Rethinking Classifier Re-Training in Long-Tailed Recognition: A Simple Logits Retargeting Approach
Han Lu, Siyu Sun, Yichen Xie, Liqing Zhang, Xiaokang Yang, Junchi Yan
TL;DR
This work rethinks classifier re-training in long-tailed recognition by evaluating methods under a unified feature representation and introducing Logits Magnitude and Regularized Standard Deviation as informative metrics. It argues that direct optimization of logits magnitude is challenging, and proposes Logits Retargeting (LORT), a simple, class-count-agnostic retraining strategy that reshapes labels so each class receives substantial negative probability mass, effectively shrinking Logits Magnitude. Empirically, LORT achieves state-of-the-art performance on CIFAR100-LT, ImageNet-LT, and iNaturalist2018 and demonstrates robustness to hyperparameters, while acting as a plug-and-play improvement for existing models.
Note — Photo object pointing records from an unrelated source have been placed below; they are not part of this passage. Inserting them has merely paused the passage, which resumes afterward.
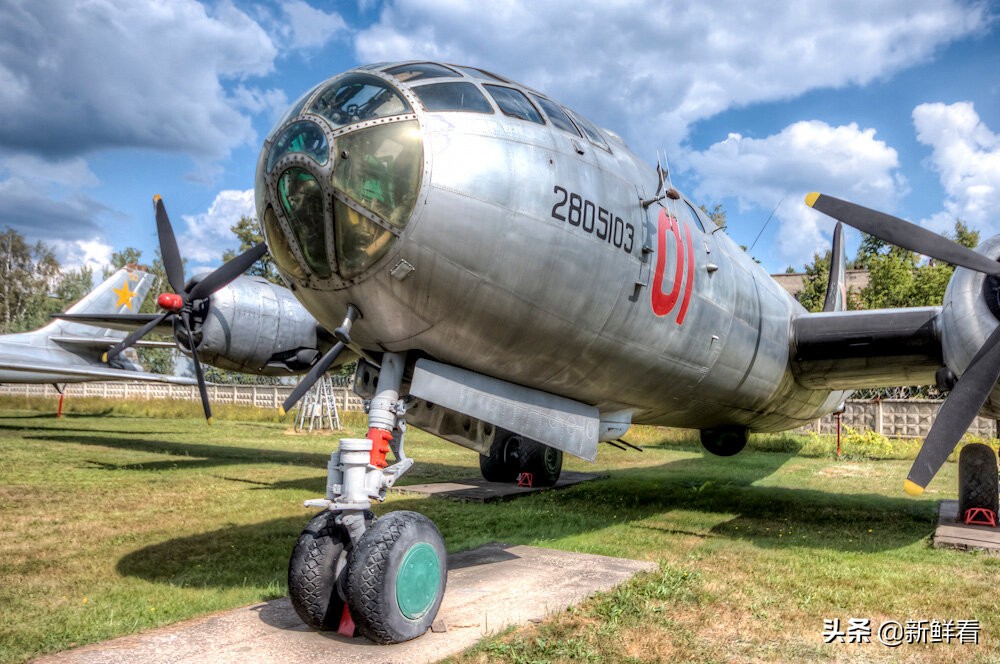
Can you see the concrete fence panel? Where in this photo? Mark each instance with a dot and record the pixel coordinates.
(895, 418)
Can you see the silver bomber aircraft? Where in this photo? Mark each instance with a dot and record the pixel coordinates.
(69, 352)
(515, 280)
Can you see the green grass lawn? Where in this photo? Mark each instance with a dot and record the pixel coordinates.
(112, 524)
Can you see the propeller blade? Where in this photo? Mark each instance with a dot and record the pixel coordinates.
(198, 373)
(116, 350)
(310, 378)
(902, 233)
(956, 413)
(172, 263)
(229, 271)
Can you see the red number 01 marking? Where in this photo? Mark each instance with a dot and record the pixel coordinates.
(664, 303)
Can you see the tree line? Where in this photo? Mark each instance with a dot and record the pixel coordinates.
(896, 277)
(33, 286)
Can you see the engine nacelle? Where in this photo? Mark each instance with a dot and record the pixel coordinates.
(970, 314)
(253, 326)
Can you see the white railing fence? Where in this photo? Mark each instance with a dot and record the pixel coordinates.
(896, 418)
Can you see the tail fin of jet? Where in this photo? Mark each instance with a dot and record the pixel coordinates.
(836, 285)
(121, 293)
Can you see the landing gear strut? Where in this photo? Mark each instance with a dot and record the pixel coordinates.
(390, 572)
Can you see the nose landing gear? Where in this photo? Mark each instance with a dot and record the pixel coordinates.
(390, 572)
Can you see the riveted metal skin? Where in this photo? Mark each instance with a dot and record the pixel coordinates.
(501, 286)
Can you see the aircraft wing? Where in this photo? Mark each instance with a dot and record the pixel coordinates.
(123, 322)
(62, 373)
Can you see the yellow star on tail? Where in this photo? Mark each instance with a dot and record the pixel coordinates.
(125, 295)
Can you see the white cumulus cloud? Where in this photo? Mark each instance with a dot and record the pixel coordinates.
(208, 235)
(846, 161)
(74, 254)
(648, 70)
(966, 155)
(306, 27)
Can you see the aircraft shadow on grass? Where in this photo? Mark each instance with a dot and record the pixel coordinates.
(641, 497)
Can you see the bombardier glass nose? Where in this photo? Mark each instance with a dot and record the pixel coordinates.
(338, 180)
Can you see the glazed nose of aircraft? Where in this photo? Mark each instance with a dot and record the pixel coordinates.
(337, 180)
The practical impact is a simple, effective, and broadly applicable method for boosting minority-class performance in imbalanced recognition tasks, along with two metrics to better analyze and compare retraining strategies.
Abstract
In the long-tailed recognition field, the Decoupled Training paradigm has demonstrated remarkable capabilities among various methods. This paradigm decouples the training process into separate representation learning and classifier re-training. Previous works have attempted to improve both stages simultaneously, making it difficult to isolate the effect of classifier re-training. Furthermore, recent empirical studies have demonstrated that simple regularization can yield strong feature representations, emphasizing the need to reassess existing classifier re-training methods. In this study, we revisit classifier re-training methods based on a unified feature representation and re-evaluate their performances. We propose a new metric called Logits Magnitude as a superior measure of model performance, replacing the commonly used Weight Norm. However, since it is hard to directly optimize the new metric during training, we introduce a suitable approximate invariant called Regularized Standard Deviation. Based on the two newly proposed metrics, we prove that reducing the absolute value of Logits Magnitude when it is nearly balanced can effectively decrease errors and disturbances during training, leading to better model performance. Motivated by these findings, we develop a simple logits retargeting approach (LORT) without the requirement of prior knowledge of the number of samples per class. LORT divides the original one-hot label into small true label probabilities and large negative label probabilities distributed across each class. Our method achieves state-of-the-art performance on various imbalanced datasets, including CIFAR100-LT, ImageNet-LT, and iNaturalist2018.